1971: Heinz Lucas führt F95 auf Anhieb in Bundesliga zurück
Auf Anhieb führte der neue Fortunen-Coach Heinz Lucas die Flingeraner in der Saison 1970/71 aus der damaligen zweitklassigen Regionalliga West in die Aufstiegsrunde zur Bundesliga. Fortuna 95 überstand diese ungeschlagen (6 Siege, 2 Unentschieden) und feierte somit fünf Jahre nach dem Abstieg die Rückkehr in die 1. Liga.

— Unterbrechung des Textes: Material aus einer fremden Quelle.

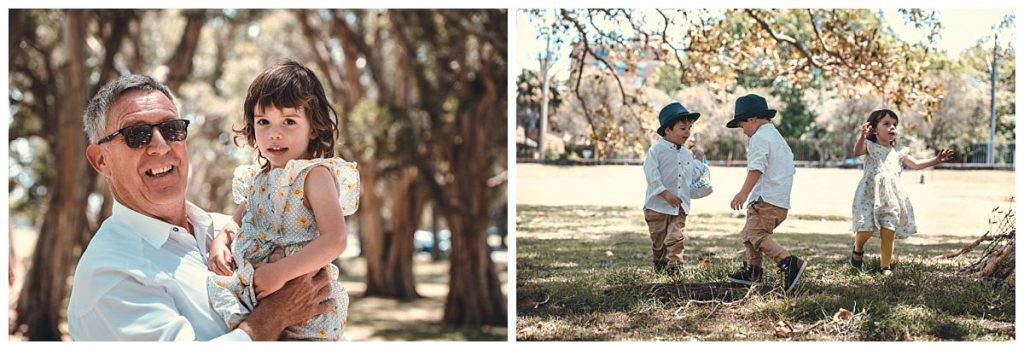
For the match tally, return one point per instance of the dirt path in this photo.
(949, 203)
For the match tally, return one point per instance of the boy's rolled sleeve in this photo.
(757, 156)
(652, 174)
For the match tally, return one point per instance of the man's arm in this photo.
(132, 311)
(298, 300)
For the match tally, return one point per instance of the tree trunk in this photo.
(394, 277)
(41, 302)
(474, 291)
(407, 212)
(180, 64)
(476, 145)
(372, 229)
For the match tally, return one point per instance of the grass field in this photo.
(584, 272)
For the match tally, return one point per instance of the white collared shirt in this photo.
(143, 279)
(668, 169)
(768, 152)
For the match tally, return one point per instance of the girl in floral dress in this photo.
(296, 198)
(881, 207)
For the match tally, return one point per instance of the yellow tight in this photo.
(888, 241)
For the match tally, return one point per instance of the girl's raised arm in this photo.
(943, 156)
(859, 148)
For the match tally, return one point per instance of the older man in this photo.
(143, 274)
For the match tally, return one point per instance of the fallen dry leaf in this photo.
(704, 263)
(783, 330)
(842, 315)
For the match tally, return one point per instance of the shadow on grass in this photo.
(604, 288)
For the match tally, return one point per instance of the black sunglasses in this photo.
(139, 135)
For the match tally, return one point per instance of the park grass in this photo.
(585, 272)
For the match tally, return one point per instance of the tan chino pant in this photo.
(762, 218)
(668, 235)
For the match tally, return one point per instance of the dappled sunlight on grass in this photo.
(570, 288)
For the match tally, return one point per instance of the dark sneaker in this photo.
(747, 275)
(857, 264)
(673, 268)
(659, 266)
(793, 268)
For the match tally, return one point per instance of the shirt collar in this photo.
(763, 126)
(156, 231)
(670, 144)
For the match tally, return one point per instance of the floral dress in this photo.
(880, 203)
(276, 217)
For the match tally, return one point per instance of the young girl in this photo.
(880, 206)
(295, 199)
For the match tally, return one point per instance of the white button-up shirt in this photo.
(768, 152)
(144, 279)
(668, 169)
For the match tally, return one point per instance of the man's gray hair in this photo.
(95, 114)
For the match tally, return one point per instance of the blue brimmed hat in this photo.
(749, 106)
(672, 113)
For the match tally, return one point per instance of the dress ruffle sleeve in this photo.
(346, 176)
(242, 182)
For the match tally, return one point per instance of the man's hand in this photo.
(220, 259)
(737, 201)
(674, 200)
(265, 282)
(298, 300)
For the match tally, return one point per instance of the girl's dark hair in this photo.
(873, 119)
(289, 84)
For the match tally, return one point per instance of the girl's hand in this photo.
(221, 261)
(865, 130)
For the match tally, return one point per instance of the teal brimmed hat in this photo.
(749, 106)
(672, 113)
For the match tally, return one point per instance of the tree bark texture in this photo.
(41, 302)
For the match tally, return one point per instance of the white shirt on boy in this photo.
(768, 152)
(668, 168)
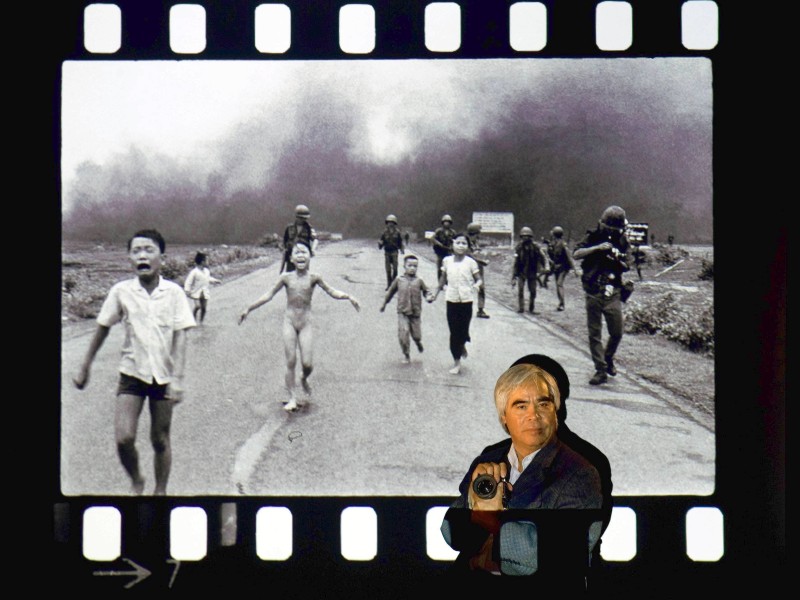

Anschließend formte Heinz Lucas, der selbst als Aktiver Karriere machte und unter dem legendären Sepp Herberger die Ausbildung zum Fußballlehrer erfolgreich absolvierte, Fortuna Düsseldorf mit bescheidenen finanziellen Mitteln zumindest kurzzeitig zu einem nationalen Top-Klub.
Fortuna: Erstmaliger Klassenerhalt, dann zum Bayern-Jäger mutiert
In der Aufstiegssaison 1971/72, in der Heinz Lucas seinerseits sein Trainer-Debüt in der Bundesliga feierte, landete Fortuna Düsseldorf frei von Abstiegssorgen auf einem beachtlichen 13. Platz. Der Aufsteiger hatte in der Abschlusstabelle komfortable 10 Punkte Vorsprung auf die Abstiegsregion und schaffte den erstmaligen Klassenerhalt in der Bundesliga. Anschließend ging es mit den Rheinländern noch viel höher hinaus.
Wobei Fortuna Düsseldorf auch auf dem Transfermarkt ein glückliches Händchen bewies. Die Mannschaft wurde 1972 mit Verteidiger Gerd Zewe, der sich als echter Volltreffer erwies, sowie Wolfgang Seel ordentlich verstärkt und mischte 1972/73 lange Zeit sogar im Meisterschaftsrennen mit.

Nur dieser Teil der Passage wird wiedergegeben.